Congrats on all the improvements you're observing. One thing I noticed between the two STS series is progressive overload is built into STS1 as a constant reminder to increase your weight load over time. STS2 has Cathe verbally remind us to increase the load every once in awhile. So when doing a STS2 rotation I found it helpful to add in a week of Xtrain Burn Sets for UB every 4-6 weeks just to push myself to failure on major UB lifts as another gauge for increasing the load. Many trainers recommend a AMRAP day for your major lifts to gauge progress also. Since you are about to embark on that Body Building Rotation, you might consider using some specific workout(s) to use as a gauge on your progress. Of course if you are really diligent about progressive overload you may not have any need. It's just a thought.
Good thought - One way I make sure I keep up with progressive loading is when I'm marking down my weights that I used in a workout.

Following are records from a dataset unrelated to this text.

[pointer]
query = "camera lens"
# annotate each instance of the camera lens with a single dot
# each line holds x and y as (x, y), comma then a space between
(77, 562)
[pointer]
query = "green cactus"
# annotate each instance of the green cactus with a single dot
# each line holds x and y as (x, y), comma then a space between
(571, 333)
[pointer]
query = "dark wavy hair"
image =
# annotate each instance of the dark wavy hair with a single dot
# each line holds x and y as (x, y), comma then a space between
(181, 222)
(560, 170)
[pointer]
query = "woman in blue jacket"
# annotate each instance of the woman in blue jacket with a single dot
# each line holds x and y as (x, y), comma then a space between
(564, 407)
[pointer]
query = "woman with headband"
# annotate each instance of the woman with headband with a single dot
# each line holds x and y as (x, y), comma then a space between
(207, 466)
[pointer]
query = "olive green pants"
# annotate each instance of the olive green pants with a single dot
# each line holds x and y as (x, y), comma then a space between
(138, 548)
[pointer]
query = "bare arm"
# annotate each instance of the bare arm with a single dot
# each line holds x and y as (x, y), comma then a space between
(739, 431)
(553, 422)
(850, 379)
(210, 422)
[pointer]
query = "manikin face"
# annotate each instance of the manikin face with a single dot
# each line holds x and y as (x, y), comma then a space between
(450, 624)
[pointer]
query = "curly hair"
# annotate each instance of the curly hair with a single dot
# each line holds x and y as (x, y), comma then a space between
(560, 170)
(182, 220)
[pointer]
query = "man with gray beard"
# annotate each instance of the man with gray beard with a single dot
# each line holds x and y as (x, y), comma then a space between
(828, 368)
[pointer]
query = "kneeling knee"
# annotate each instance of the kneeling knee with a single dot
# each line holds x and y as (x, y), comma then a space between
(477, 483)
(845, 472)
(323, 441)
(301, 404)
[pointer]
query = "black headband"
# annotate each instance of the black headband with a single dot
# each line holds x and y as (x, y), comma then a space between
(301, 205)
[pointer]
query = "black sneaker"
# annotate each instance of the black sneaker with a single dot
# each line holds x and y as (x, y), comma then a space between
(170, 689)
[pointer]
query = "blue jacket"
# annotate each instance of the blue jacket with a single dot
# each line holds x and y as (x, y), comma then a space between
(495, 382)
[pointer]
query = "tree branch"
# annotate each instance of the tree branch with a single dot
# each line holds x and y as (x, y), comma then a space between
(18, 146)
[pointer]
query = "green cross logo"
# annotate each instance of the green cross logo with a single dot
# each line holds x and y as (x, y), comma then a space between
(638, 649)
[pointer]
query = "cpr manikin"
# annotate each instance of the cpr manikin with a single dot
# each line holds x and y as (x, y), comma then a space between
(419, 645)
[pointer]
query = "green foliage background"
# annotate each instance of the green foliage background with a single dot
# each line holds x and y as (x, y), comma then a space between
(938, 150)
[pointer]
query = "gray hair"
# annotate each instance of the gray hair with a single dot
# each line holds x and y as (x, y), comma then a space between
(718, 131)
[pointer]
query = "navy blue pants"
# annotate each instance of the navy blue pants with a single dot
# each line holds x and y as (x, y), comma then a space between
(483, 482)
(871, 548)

If I'm finding I feel like I could go heavier the next time I do the workout, I add a + next to my written weight selection, and the next time I do the workout, I go up an increment based on how many +'s I put next to my weight notes.
If the goal is to do 10 reps and I only managed 8 or fewer, I stick with the same weight for the following week until I can get the full 10 reps, then increase from there after.
I do think it's going to be a bit of a challenge really gauging my strength in the next few months because that Body Building rotation doesn't have a lot of repeat workouts. All I can really do is reference my 1RM notes from when I finished up STS and then calculate if I'm going to push for 75%-80% of my 1RM with listed exercises in the workouts. I've been prepping my workouts beforehand that way instead of just going by "feel".
It's a bit of a gamble when she throws in completely new exercises - like those Pendlay rows. They're not in her WM/1RM calculator - I had to take my best guess at what I could maybe do based on my traditional barbell row notes - just go a bit lighter because the Pendlay position is more intense/advanced. I did go heavier with the Pendaly rows than I have in the past with some confidence knowing I'd gained strength after doing STS, but even then my guess was wrong because I definitely still could have gone heavier and matched Cathe's selection.
Maybe after finishing the second week of STS 2 Body Parts workouts next week, I could go back in and re-calculate my 1RMs from there, and since I'm keeping everything on a spreadsheet, I can add the Pendlay rows (and any other different exercises).
I suppose this is good argument for doing STS a couple times a year if you're following a specific series - keeps calculating and upping your 1RM % at the top of your mind.
Though I'm still noodling around with the idea of using STS 2.0 to replace STS at the end of the year - which will definitely mean some more diligent note-taking and re-referencing my 1RM notes - and also truly planning each week to increase the %.
If anyone's read all of this congrats - I find I use these posts as a spot to reason things out. Like honestly, this post has taken me an hour to write as I go back through and think of what I'm planning.